I have the following data with two columns and 15 rows:
data_1 <- structure(list(column_1 = c(120, 130, NA, NA, NA, 130, 182, 130,
NA, 925, NA, 181, 182, 188, NA), column_2 = c(7, NA, 1, 1, 1,
3, 7, NA, 1, NA, 1, NA, 1, 1, 1)), row.names = c(NA, -15L), class = c("tbl_df",
"tbl", "data.frame"))
column_1 | column_2 | |
---|---|---|
1 | 120 | 7 |
2 | 130 | NA |
3 | NA | 1 |
4 | NA | 1 |
5 | NA | 1 |
6 | 130 | 3 |
7 | 182 | 7 |
8 | 130 | NA |
9 | NA | 1 |
10 | 925 | NA |
11 | NA | 1 |
12 | 181 | NA |
13 | 182 | 1 |
14 | 188 | 1 |
15 | NA | 1 |
- By using filters, I would like to keep the oberservations with the following values in column_1:
NA
, 130, 181, 182, 188 - Furthermore, I would like to remove all observations with the entry 7 in column_2
So far, this works by the following code:
data_1 %>% filter(is.na(column_1) | column_1 %in% c(130, 181, 182, 188), !column_2 %in% 7)

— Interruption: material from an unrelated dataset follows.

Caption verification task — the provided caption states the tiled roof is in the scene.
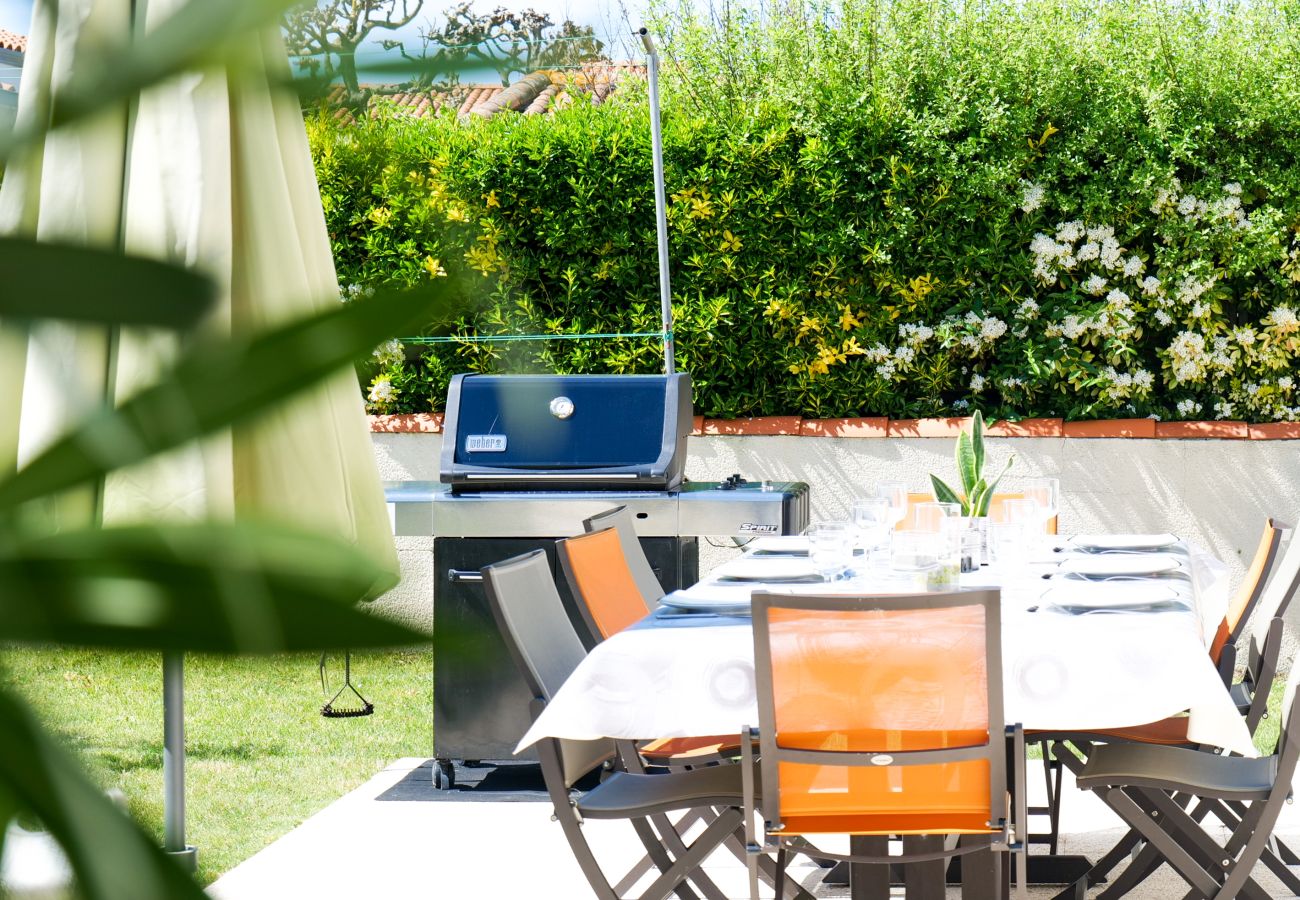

Now I want to add an additional filter: If the value is 130 in column_1 and in column_2 it is a NA
, then remove the oberservation (so the rows 2 and 8 in data_1). How could I do this? What are the best ways to achieve this conditional filter? I have tried the following commands so far, which do not lead to the desired result:
data_1 %>% filter(is.na(column_1) | column_1 %in% c(130, 181, 182, 188), !column_2 %in% 7) %>% filter(case_when(column_1 == 130 ~ !is.na(column_2)))
The result here is that only the entry 130, 3 is kept.
data_1 %>% filter(is.na(column_1) | column_1 %in% c(130, 181, 182, 188), !column_2 %in% 7) %>% filter(case_when(column_1 == 130 ~ !is.na(column_2), TRUE ~ is.na(column_2)))
Now two entries remain: 130, 3 and 181, NA
I have also tried the following two commands:
data_1 %>% filter(is.na(column_1) | column_1 %in% c(130, 181, 182, 188), !column_2 %in% 7) %>% filter(if (column_2 == 130) !is.na(column_2))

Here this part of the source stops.